If the strips were not heated in marinade before drying, heat them in an oven afterwards to be safe. Place strips on a baking sheet, close together, but not touching or overlapping. For strips originally cut ¼ inch thick or less, heat 10 minutes in an oven preheated to 275ºF. (Thicker strips may take longer to reach 160ºF.)

Publication

Dry Meat Safely at Home

Possible Illnesses

Illness due to Salmonella and E. coli O157:H7 from homemade jerky raise questions about safety of traditional drying methods for making beef and venison jerky. The USDA Meat and Poultry Hotline recommends heating meat to 160ºF and poultry to 165ºF to destroy bacteria. A dehydrator may not reach these temperatures, and most dehydrator instructions do not include this step.

 

Preparing Wild Game

When preparing jerky from wild game, remember that the wound location and skill of the hunter can affect the safety of the meat.
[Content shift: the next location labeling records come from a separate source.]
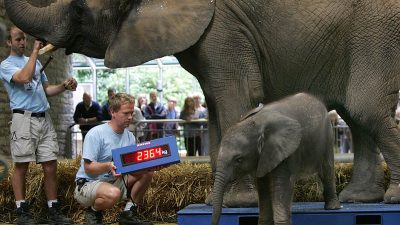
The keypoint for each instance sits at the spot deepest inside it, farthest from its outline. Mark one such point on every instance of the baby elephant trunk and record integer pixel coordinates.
(218, 195)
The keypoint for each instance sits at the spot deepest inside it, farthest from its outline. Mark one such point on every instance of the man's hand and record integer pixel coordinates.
(113, 170)
(70, 84)
(37, 45)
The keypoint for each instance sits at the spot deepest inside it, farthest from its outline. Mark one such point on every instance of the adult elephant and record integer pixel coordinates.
(345, 52)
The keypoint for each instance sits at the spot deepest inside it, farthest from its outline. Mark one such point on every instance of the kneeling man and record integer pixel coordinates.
(99, 187)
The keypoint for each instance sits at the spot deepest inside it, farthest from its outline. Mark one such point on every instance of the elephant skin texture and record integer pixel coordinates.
(243, 53)
(278, 143)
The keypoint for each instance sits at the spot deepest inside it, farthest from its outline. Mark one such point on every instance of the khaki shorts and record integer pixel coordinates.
(32, 139)
(87, 193)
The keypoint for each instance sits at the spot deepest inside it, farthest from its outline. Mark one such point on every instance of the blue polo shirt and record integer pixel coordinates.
(99, 142)
(29, 96)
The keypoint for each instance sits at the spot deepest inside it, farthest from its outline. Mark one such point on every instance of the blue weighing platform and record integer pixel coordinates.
(303, 213)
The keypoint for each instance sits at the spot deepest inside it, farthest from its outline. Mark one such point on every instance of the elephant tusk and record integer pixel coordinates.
(47, 48)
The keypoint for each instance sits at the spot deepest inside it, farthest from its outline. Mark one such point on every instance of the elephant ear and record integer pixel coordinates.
(252, 112)
(157, 28)
(278, 140)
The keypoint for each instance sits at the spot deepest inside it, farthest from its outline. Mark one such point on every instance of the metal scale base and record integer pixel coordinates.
(303, 213)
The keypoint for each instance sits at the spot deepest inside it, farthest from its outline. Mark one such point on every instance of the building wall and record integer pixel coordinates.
(61, 106)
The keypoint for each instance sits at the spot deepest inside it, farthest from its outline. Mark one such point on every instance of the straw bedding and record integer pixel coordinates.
(172, 189)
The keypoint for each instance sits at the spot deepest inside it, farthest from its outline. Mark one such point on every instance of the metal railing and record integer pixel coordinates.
(191, 138)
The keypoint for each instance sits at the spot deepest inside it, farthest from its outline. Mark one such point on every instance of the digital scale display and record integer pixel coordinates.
(143, 156)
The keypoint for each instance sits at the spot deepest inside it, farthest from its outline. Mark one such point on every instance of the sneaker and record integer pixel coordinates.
(56, 217)
(24, 217)
(93, 217)
(130, 218)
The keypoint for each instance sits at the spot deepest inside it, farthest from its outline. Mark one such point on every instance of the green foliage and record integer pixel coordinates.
(177, 82)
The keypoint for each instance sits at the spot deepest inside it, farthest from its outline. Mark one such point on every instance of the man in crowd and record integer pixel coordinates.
(155, 110)
(32, 131)
(105, 112)
(171, 127)
(99, 187)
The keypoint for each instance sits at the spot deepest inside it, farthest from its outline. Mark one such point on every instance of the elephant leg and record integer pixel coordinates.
(389, 142)
(282, 188)
(327, 176)
(232, 85)
(366, 183)
(264, 202)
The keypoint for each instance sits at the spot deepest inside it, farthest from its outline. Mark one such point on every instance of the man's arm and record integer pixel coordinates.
(27, 72)
(52, 90)
(96, 168)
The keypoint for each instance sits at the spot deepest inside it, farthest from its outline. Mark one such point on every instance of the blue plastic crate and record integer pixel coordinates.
(303, 213)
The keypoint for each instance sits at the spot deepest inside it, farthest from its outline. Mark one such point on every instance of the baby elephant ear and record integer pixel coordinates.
(280, 138)
(157, 28)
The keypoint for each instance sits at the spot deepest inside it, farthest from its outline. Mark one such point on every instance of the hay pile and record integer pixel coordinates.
(172, 189)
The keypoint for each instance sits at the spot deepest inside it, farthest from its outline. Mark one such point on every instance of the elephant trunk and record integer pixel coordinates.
(40, 22)
(218, 195)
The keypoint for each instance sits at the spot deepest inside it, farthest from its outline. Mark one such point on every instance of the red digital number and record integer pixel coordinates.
(152, 155)
(158, 151)
(139, 156)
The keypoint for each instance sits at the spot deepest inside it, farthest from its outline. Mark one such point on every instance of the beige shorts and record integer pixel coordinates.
(33, 139)
(87, 193)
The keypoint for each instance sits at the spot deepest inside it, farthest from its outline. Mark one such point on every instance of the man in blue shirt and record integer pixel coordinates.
(88, 114)
(99, 187)
(33, 137)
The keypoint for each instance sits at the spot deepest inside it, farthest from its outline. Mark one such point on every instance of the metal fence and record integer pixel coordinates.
(191, 141)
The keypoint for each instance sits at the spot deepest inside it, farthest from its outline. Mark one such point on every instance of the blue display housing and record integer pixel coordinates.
(127, 159)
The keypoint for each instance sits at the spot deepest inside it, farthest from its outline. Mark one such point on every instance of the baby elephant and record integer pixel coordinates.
(279, 142)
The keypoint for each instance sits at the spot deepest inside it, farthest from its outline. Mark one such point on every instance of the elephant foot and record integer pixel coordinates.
(392, 195)
(241, 193)
(238, 199)
(364, 193)
(332, 204)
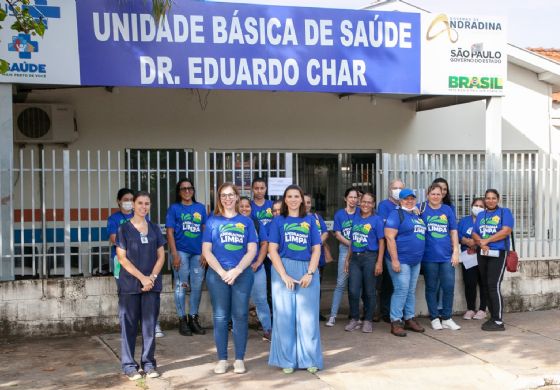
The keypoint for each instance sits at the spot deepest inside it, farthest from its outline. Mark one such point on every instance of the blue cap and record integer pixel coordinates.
(405, 193)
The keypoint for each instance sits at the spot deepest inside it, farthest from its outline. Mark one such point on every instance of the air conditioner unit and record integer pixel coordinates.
(44, 124)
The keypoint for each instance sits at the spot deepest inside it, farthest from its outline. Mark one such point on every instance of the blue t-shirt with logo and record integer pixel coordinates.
(384, 208)
(439, 224)
(295, 236)
(263, 236)
(343, 222)
(411, 236)
(489, 223)
(465, 229)
(141, 250)
(186, 222)
(229, 238)
(366, 233)
(262, 213)
(113, 223)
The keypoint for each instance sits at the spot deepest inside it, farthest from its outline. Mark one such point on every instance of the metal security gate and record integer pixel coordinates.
(61, 199)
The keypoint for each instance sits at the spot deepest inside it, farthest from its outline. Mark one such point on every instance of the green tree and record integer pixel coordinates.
(28, 24)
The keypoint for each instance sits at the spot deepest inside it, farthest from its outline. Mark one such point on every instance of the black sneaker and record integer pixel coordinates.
(194, 325)
(491, 326)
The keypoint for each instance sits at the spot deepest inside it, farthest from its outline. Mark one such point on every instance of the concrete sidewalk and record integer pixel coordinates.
(525, 356)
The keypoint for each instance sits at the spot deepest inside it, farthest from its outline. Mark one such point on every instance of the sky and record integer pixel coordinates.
(530, 23)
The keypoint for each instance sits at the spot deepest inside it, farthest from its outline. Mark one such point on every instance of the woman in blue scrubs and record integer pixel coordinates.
(141, 256)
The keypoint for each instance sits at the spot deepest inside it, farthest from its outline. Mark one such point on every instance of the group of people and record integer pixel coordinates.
(257, 249)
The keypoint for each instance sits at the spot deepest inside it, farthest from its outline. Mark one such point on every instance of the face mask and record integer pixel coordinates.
(476, 210)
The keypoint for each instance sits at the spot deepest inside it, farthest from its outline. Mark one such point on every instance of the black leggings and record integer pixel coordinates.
(472, 279)
(492, 271)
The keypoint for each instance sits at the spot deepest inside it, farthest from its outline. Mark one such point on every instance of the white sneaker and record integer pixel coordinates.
(239, 367)
(436, 324)
(221, 367)
(450, 324)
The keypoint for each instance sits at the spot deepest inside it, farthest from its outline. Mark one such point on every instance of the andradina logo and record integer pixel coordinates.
(191, 224)
(419, 228)
(295, 235)
(437, 226)
(360, 235)
(489, 226)
(233, 236)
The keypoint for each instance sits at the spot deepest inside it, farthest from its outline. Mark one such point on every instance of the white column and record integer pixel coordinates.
(493, 142)
(6, 174)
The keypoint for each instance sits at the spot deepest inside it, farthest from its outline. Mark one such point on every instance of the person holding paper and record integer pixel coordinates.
(294, 247)
(229, 245)
(491, 234)
(471, 272)
(441, 256)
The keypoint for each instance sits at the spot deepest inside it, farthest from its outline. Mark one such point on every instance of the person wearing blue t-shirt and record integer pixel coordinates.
(405, 235)
(261, 209)
(258, 293)
(342, 227)
(441, 256)
(491, 233)
(364, 262)
(141, 255)
(471, 276)
(294, 248)
(384, 208)
(229, 245)
(184, 223)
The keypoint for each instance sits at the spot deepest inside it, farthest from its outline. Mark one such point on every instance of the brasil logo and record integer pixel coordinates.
(295, 235)
(232, 235)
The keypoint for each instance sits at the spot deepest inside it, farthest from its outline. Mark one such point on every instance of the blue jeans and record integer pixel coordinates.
(403, 300)
(258, 295)
(134, 308)
(230, 302)
(362, 279)
(341, 280)
(190, 273)
(439, 275)
(296, 339)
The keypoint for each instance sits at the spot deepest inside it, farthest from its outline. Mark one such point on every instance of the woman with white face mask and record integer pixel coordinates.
(471, 276)
(125, 213)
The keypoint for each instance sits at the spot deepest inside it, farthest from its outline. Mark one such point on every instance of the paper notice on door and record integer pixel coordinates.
(468, 260)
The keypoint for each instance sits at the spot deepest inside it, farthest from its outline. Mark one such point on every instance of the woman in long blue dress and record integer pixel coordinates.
(294, 249)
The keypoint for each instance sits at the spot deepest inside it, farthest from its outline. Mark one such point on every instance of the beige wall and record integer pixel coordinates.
(159, 118)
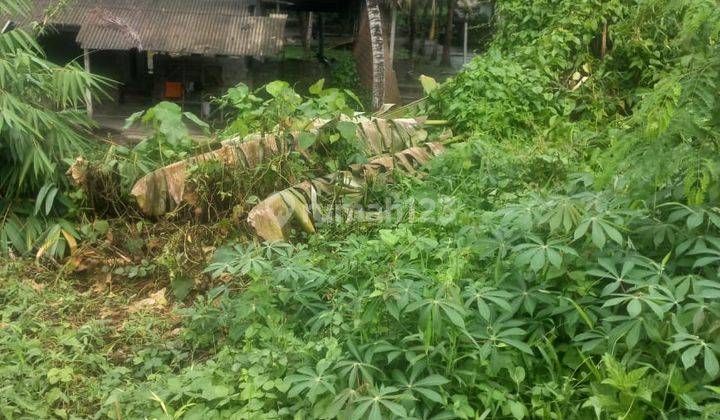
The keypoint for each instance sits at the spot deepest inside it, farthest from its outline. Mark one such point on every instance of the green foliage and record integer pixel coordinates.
(560, 263)
(42, 125)
(171, 139)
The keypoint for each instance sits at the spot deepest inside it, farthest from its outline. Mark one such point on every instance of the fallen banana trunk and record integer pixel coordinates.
(272, 218)
(165, 189)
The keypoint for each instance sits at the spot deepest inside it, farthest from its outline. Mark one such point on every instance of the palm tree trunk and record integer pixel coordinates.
(413, 27)
(448, 33)
(465, 42)
(308, 32)
(432, 36)
(393, 33)
(378, 51)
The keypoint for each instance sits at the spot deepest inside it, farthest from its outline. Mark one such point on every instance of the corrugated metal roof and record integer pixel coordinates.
(215, 27)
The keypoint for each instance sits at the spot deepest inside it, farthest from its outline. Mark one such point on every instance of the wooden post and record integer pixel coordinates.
(88, 94)
(393, 32)
(308, 32)
(321, 37)
(465, 42)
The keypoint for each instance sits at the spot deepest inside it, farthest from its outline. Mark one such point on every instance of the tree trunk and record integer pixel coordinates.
(308, 32)
(378, 51)
(448, 33)
(465, 42)
(393, 32)
(413, 27)
(432, 36)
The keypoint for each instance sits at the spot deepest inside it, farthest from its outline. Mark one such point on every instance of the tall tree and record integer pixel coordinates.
(378, 52)
(445, 61)
(412, 24)
(432, 35)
If the animals is wounded in such a way that the contents of its cut come in contact with the meat or the hunter's hands while dressing the meat, fecal bacterial can contaminate the meat. It is best to avoid making jerky from this meat and use it only in a way it will be thoroughly cooked. Deer carcasses should be rapidly chilled to avoid bacterial growth.

 

Making Jerky from Ground Meat

Jerky can be made from ground meat using special presses to form or shape the product. Disease-causing microorganisms are more difficult to eliminate in ground meat than in whole meat strips. Again, an internal temperature of 160ºF is necessary to eliminate disease-causing bacteria such as E.coli O157:H7, if present. After dehydrating ground meat jerky, place on a baking sheet and heat 10 minutes in an oven preheated at 275ºF.